This article has been written as a follow up to the Cable 10/2 Momentum Trading System for the GBP/USD currency pair. The idea behind momentum trading systems that trade using price action is that when enough momentum has been built up and the market is making a significant movement in one direction then it takes a lot to stop it, and there is therefore more chance of the price continuing to move in that direction than there is of a reversal.

Of course, a reversal will eventually happen at some point in the future as no market can continue to move in the same direction forever; but trading is about probabilities not certainties, and all we need to build a technical trading system using the price movement as a signal is for the price moment to be big enough that the chance of it continuing is, statistically speaking, big enough to be tradeable. When the chance of something happening is statistically large enough to be tradeable we have an edge. Without an edge, no trading system can be successful.
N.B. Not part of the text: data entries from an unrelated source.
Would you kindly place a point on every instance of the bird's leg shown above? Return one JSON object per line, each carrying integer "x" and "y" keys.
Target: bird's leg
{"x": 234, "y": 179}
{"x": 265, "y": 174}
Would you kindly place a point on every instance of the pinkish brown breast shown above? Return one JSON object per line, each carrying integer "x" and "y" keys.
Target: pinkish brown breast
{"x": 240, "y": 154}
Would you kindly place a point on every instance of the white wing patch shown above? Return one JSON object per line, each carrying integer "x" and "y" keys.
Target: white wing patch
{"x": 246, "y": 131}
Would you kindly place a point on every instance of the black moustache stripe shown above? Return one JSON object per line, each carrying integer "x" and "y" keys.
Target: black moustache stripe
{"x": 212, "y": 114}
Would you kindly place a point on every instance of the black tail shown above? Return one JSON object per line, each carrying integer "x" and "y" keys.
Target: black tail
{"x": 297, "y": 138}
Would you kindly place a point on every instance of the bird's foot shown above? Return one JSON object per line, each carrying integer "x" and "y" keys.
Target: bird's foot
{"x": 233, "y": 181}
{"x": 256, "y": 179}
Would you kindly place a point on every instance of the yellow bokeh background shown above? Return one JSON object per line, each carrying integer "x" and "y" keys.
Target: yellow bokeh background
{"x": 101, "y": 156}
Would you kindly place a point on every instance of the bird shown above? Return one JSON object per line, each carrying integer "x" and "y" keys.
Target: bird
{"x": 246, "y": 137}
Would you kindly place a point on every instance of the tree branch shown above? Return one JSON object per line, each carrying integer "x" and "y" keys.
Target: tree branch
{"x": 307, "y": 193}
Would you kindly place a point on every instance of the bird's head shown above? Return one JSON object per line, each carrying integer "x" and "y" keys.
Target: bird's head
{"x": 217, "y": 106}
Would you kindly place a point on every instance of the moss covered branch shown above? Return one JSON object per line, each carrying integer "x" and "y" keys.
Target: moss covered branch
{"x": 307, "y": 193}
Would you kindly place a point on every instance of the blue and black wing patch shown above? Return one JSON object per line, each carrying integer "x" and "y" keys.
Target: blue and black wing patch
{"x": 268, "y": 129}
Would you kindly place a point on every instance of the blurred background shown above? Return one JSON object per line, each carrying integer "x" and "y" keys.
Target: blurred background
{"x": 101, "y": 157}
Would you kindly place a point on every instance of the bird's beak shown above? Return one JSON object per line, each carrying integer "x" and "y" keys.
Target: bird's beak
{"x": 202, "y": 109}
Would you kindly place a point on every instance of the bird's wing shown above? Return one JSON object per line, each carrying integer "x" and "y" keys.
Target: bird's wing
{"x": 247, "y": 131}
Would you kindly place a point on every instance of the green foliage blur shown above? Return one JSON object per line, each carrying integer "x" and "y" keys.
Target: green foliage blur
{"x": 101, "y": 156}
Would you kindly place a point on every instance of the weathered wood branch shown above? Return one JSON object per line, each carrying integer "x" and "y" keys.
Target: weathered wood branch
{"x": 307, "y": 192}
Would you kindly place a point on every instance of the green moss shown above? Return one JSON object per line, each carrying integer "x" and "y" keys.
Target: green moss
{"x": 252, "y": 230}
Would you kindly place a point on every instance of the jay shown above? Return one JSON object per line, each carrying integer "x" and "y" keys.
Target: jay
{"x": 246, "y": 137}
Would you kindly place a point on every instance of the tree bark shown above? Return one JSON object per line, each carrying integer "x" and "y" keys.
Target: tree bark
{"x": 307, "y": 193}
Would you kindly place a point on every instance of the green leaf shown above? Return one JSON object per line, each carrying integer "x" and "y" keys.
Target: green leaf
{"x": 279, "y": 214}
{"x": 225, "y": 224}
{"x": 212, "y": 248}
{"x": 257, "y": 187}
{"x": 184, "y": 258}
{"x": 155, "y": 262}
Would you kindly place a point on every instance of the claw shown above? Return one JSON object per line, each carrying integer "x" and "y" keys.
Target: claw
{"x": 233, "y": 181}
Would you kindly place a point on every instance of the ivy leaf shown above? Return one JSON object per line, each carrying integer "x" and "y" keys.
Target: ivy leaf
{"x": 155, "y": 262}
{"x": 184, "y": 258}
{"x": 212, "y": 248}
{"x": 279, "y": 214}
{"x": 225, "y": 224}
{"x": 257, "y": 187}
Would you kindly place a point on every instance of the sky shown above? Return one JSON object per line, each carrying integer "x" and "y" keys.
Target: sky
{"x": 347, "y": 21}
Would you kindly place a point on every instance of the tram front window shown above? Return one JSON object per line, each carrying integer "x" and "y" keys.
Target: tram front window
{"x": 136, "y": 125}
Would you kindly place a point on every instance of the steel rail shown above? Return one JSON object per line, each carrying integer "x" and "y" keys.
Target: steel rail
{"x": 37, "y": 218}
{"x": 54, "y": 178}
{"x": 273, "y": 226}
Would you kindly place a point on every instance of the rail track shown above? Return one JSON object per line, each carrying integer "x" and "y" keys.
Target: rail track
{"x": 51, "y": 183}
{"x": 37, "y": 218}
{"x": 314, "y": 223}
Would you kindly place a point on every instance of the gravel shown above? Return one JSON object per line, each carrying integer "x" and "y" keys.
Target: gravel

But merely having a statistical edge isn't enough to make a complete trading system, to be truly useful as a component of a mechanical trading system the edge must appear frequently enough to make trading the system worthwhile. Consistently applying an edge will make you money, but the more chances there are to apply the edge the quicker you will make it. And systems that trade frequently also have the advantage that they tend to produce smoother equity curves than those that trade relatively infrequently.

The simplest way (that I can think of) to demonstrate the edge given by momentum on a daily candlestick chart, this is the time-frame that I like to trade, is to measure the number of pips the price closes above or below yesterday's high or low; and when an end of day signal is given in the form of the price closing x number of pips above the previous day's high or x number of pips below the previous day's low to enter at the day's close and hold the position until the close of the following day. The currency pair that momentum trading seems to work best on is the GBP/USD, so it's this currency pair that I will test for the purposes of this article.

I will measure the effects of GBP/USD closing x number of pips above previous day's high or closing x number of pips below the previous day's low on data from the beginning of 2006 to the end of 2010. The results were as follows -


Number Of Pips Above Or Below Previous Day's High Or Low Number Of Trading Days Number Of Trades Number Of Winning Trades Number Of Losing Trades Number Of Pips Won Number Of Pips Lost Percentages Of Days With a Trade Percentage Of Winning Trades Pips Won To Pips Lost Ratio
10 1225 547 280 267 27,116.7 22,274.3 44.65% 51.19% 1.22 to 1
20 1225 485 247 238 24,889.0 19,867.0 39.59% 50.93% 1.25 to 1
30 1225 425 208 217 22,104.4 17,142.1 34.69% 51.06% 1.29 to 1
40 1225 374 195 179 19,921.8 14,921.2 30.53% 52.14% 1.33 to 1


The two important columns in the results table are the 'percentages of days with a trade' and the 'pips won to pips lost ratio', the pips won to lost ratio tells indicates how great an edge the system actually has and the percentage of days with a trade tells us how often we get to apply this edge.